Penélope Toledo: Não é só futebol

União de rivais na solidariedade à Chapê, menino com máscara de oxigênio no estádio para ver o título do Palmeiras, torcedor/a colorado que vai acompanhar o clube na Série B, afegão que improvisou com plástico a camisa de Messi, lágrimas na despedida de Formiga, torcidas de clubes que nunca foram campeões. Definitivamente, não é só futebol. É muito mais forte.

Por  Penélope Toledo*

atanásio girardot chapecoense

Eu tinha seis anos. Final do Paulistão, Corinthians x Guarani, Campinas. Via o jogo pela TV, mas dava para ouvir, de casa, os cantos das torcidas. Aquilo me arrepiava. Eu não entendia de futebol, mas sentia que o que estava acontecendo era muito importante. Me identifiquei com aquela massa apaixonada e, como que por encantamento, me via parte de sua festa. Sim, eu era Corinthians. Não é só futebol, é identidade.

Um ano mais novo, o jovem afegão Murtaza conquistou o mundo ao improvisar a camisa do argentino Messi com um saco plástico escrito, à caneta hidrográfica, o nome e número do jogador. Foi tão tocante, que o craque quis conhecer pessoalmente o garoto e presenteá-lo com uma camisa de verdade. Serelepe, o afegãozinho não desgrudou de seu ídolo. Não é só futebol, é alegria.
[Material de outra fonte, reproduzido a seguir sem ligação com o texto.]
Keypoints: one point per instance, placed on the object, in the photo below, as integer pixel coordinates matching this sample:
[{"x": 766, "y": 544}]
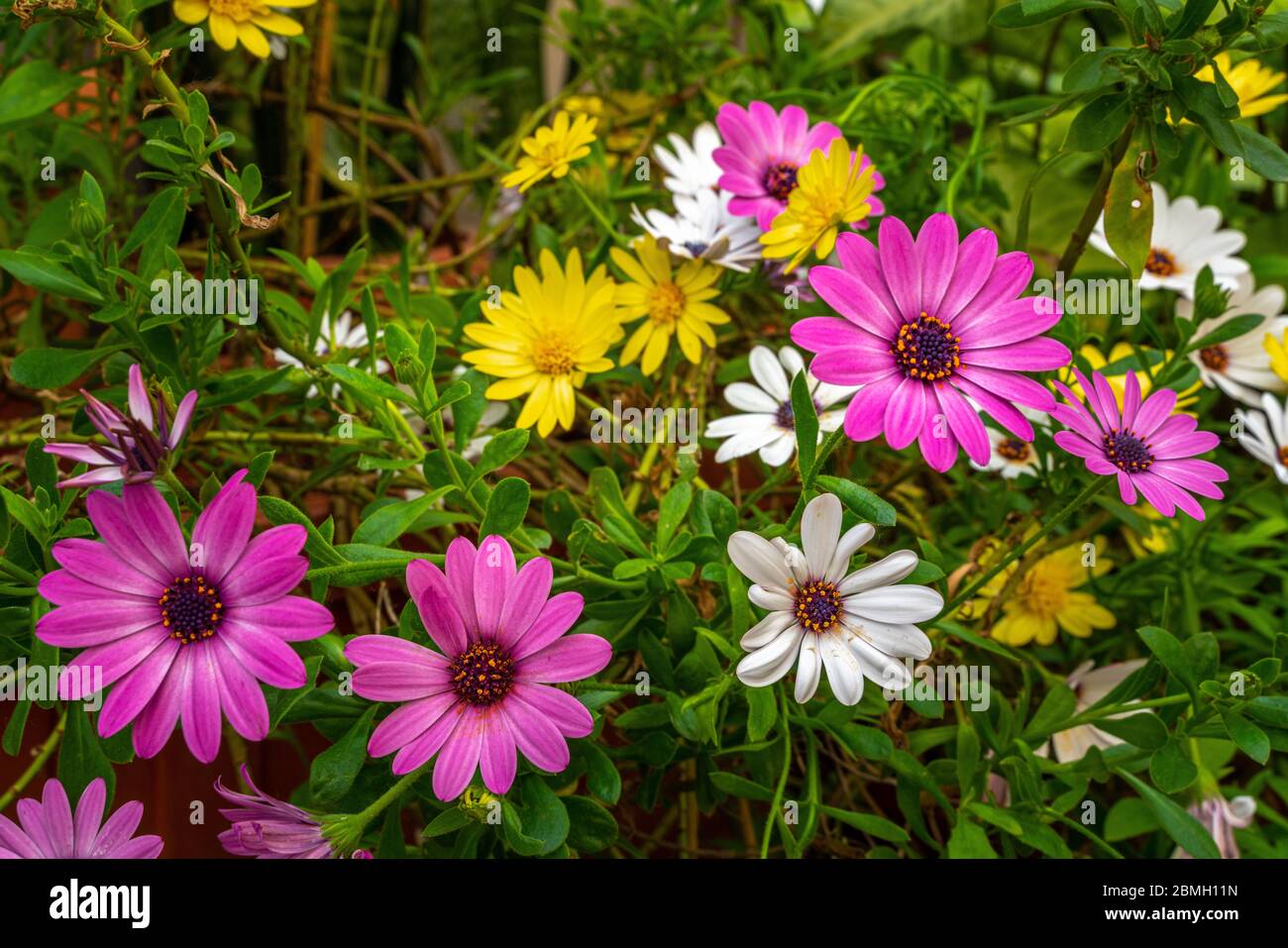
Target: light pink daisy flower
[
  {"x": 1145, "y": 446},
  {"x": 178, "y": 630},
  {"x": 50, "y": 830},
  {"x": 934, "y": 331},
  {"x": 269, "y": 828},
  {"x": 487, "y": 690},
  {"x": 137, "y": 443},
  {"x": 763, "y": 153}
]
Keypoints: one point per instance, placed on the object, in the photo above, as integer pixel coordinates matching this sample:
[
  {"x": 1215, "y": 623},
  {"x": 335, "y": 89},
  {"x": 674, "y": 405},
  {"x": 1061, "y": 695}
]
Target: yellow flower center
[
  {"x": 553, "y": 357},
  {"x": 1160, "y": 263},
  {"x": 666, "y": 304}
]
Outro menino comoveu o país: o palmeirense Murilo, de 9 anos, levado ao Allianz Parque na corcunda do pai, que carregava nas mãos a máscara de oxigênio e o respirador do filho. Momentaneamente alheios à enfermidade do jovem palestrino, pai e filho vibraram de perto com a conquista do eneacampeonato brasileiro do seu clube do coração. Não é só futebol, é libertação.
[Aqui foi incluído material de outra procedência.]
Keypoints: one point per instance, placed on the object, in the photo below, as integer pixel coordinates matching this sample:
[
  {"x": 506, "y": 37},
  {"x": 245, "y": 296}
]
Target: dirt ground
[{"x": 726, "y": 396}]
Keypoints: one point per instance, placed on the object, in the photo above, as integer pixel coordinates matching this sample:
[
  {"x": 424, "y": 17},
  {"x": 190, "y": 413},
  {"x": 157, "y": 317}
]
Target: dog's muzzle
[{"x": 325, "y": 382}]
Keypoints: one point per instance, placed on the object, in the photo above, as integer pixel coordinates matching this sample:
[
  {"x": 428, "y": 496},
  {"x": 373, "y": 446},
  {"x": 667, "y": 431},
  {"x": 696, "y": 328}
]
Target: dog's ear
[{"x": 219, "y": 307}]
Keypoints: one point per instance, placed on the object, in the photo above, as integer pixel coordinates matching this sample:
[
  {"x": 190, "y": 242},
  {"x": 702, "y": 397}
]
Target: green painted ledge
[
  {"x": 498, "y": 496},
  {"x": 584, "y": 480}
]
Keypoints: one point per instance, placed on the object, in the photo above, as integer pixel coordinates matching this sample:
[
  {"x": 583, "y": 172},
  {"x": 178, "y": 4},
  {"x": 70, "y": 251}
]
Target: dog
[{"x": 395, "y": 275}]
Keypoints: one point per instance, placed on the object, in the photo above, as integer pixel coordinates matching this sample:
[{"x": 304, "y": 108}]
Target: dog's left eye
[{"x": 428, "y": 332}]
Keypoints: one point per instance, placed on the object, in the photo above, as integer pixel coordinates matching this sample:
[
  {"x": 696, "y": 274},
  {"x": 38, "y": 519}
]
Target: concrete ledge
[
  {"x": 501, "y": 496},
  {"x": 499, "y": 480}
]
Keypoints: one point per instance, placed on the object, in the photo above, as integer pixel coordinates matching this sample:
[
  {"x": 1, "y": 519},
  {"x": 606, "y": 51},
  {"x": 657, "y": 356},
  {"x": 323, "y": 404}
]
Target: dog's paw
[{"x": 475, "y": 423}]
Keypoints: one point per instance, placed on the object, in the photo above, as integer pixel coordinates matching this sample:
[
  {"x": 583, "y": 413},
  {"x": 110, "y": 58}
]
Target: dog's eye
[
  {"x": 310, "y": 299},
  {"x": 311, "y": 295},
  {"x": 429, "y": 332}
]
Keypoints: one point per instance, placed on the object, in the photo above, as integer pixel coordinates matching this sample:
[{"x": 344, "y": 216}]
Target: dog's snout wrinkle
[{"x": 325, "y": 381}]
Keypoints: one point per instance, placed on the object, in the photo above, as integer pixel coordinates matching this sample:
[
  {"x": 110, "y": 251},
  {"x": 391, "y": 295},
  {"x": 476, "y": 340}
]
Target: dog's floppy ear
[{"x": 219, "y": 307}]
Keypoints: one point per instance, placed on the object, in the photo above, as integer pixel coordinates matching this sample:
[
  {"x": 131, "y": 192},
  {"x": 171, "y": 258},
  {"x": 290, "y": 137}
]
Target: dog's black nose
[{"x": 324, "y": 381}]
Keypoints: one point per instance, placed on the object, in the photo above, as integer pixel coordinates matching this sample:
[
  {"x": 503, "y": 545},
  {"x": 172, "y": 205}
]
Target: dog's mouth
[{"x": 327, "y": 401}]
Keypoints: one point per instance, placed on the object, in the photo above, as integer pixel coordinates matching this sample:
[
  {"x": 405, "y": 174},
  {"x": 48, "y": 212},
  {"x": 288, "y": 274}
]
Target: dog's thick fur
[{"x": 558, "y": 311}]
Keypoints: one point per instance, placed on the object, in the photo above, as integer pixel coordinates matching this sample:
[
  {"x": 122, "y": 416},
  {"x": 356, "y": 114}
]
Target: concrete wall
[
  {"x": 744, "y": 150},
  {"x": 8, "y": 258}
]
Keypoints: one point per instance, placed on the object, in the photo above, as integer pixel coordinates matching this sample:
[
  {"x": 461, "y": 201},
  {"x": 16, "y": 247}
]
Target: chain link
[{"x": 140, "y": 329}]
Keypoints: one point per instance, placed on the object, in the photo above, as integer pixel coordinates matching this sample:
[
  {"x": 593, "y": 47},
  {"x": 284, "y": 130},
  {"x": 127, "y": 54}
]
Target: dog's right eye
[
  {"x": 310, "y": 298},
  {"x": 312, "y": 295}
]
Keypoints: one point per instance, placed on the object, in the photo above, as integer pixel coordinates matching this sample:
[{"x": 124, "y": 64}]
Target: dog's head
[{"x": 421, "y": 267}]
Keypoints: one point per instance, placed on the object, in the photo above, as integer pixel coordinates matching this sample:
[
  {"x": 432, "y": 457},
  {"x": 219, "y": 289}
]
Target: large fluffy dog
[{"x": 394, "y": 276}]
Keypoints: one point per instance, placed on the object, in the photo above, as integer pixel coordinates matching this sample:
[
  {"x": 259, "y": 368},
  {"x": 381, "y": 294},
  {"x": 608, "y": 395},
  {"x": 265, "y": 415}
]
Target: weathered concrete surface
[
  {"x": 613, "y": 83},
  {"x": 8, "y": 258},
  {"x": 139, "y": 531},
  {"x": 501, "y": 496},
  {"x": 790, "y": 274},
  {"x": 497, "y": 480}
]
Na outra ponta da escala de sentimentos, cerca de 5,5 milhões de colorados viram, com lágrima nos olhos e nó na garganta, o Internacional ser rebaixado para a Segunda Divisão do Campeonato Brasileiro. E no dia seguinte, mais de 600 torcedores se associaram ao clube, num claro recado de que estão com o Colorado em qualquer situação. Não é só futebol, é paixão incondicional.

Paixão também foi o que moveu Miraildes Maciel Mota, a jogadora Formiga, em seus mais de 20 anos dedicados aos gramados. Recordista de atuações pela Seleção Brasileira, a craque pendurou as chuteiras, nos deixando meio órfãos. Se despediu em seu melhor estilho: com título. Na conquista do Torneio Internacional de Manaus, contra a Itália, foi merecidamente ovacionada pela torcida. Não é só futebol, é emoção em alta potência.

A rivalidade foi expulsa de campo diante da tragédia que abalou o mundo. Dentro e fora do Brasil, torcedores de inúmeros clubes se uniram para ajudar e prestar homenagens à Chapecoense, cujo time quase inteiro morreu em desastre aéreo, juntamente com a comissão técnica e jornalistas. Oponentes nos gramados, unidos na dor. Não é só futebol, é irmandade.

Muito além dos grandes centros midiáticos e arenas multiusos, há um futebol que também move paixões e devoção. À sombra dos holofotes e à margem dos investimentos milionários, alguns clubes nunca foram campeões, mas ainda assim, seus torcedores seguem fieis, campeonato após campeonato, na esperança de um dia erguer a taça. Não é só futebol, é crença.

São apenas algumas poucas evidências, dentre milhares que alimentam a certeza de que essa coisa mágica, fascinante e inexplicável não pode ser definida em uma única palavra – futebol. É mais. É amor, é sonho, é religião de janeiro a janeiro, é coração, é alma, é pulsação, é parte indelével das nossas vidas. Só mesmo sentindo para entender.